Сначала сдружились наши мамы, а потом уже и мы. Вообще-то наша дружба могла погибнуть в зародыше: при первой встрече Майк — или, как его тогда называли, Майки, — оторвал ручку у моего любимого ведёрка с цыплёнком Цыпой. Я за это кинула в него найденной неподалёку засохшей собачьей какашкой.
Мы вместе ходили в детский сад, потом в школу. Нас дразнили женихом и невестой, потому что ни я, ни Майк не давали друг друга в обиду. Он хвостиком бегал за мной, опекая, чем иногда порядком раздражал. Из-за этого мы ссорились и, бывало, неделями не разговаривали. Но долго дуться ни он, ни я не могли, и всё возвращалось на круги своя. Позже к нам присоединилась Ким.
Кимберли Хейз — двоюродная сестра Майкла. Её семья переехала в Лонгвью из Олимпии, когда Ким было шесть. Маленькая, застенчивая девочка с чёрными, как смоль волосами, подстриженными под горшок, и без четырёх передних зубов, мне сразу понравилась. Мы вместе гоняли на велосипедах, строили штабы на деревьях и обстреливали шишками из-за кустов проезжающие мимо машины. Нам было здорово вместе. Лучшей жизни тогда я себе и представить не могла.
Она закончилась, когда мама с папой решили развестись.
Мне было десять, и родители пытались сделать всё возможное, чтобы развод «не очень отразился на психике ребёнка».
Честно говоря, меня и сейчас удивляет, как они смогли так долго продержаться вместе. Казалось, у них не могло быть ничего общего: спокойный, где-то даже флегматичный папа, Генри, шеф городской полиции, и Хлоя, моя славная, бесшабашная мама, каждую неделю менявшая увлечения и ежемесячно — цвет волос. Наверное, это и есть наглядное подтверждение тому, что люди говорят о противоположностях. Но и у их притяжения был свой срок годности.

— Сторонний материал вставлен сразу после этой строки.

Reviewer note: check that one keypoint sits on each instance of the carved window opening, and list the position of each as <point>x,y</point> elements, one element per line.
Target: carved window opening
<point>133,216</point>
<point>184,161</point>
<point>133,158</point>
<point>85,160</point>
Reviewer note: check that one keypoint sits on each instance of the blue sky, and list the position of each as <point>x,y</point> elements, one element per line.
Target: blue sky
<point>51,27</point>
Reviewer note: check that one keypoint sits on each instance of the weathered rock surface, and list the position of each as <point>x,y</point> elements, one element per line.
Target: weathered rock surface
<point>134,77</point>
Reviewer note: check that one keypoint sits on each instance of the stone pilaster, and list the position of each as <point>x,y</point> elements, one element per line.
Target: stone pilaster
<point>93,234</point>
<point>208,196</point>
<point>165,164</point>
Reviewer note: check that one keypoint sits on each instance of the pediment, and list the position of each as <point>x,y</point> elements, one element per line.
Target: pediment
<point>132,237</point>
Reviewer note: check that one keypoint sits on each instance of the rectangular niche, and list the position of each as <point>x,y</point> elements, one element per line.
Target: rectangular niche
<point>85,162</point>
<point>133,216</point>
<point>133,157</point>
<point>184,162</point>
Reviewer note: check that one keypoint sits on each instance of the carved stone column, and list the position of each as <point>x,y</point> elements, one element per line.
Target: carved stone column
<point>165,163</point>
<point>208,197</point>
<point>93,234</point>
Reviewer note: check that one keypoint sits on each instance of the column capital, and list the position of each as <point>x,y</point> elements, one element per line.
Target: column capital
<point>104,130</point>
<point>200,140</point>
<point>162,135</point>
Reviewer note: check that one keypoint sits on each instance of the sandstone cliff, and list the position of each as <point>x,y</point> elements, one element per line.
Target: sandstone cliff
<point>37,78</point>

Мама забрала меня с собой в Даллас, где жила её родня. Я страшно не хотела уезжать, закатывала истерики и требовала оставить меня в Лонгвью с отцом. Но тогда папа повёл себя очень мудро. Как-то вечером он зашёл в мою комнату и, сев на кровать, взял за руку:
— Я понимаю, солнышко, как тебе тяжело. Пойми, маме сейчас не легче. Она очень переживает из-за всего этого, но так будет лучше для всех. Я хочу попросить тебя приглядеть за ней. Ты же знаешь, какая она у нас. Одна она там не справится…
Папа замолчал на полуслове и отвернулся от меня к окну.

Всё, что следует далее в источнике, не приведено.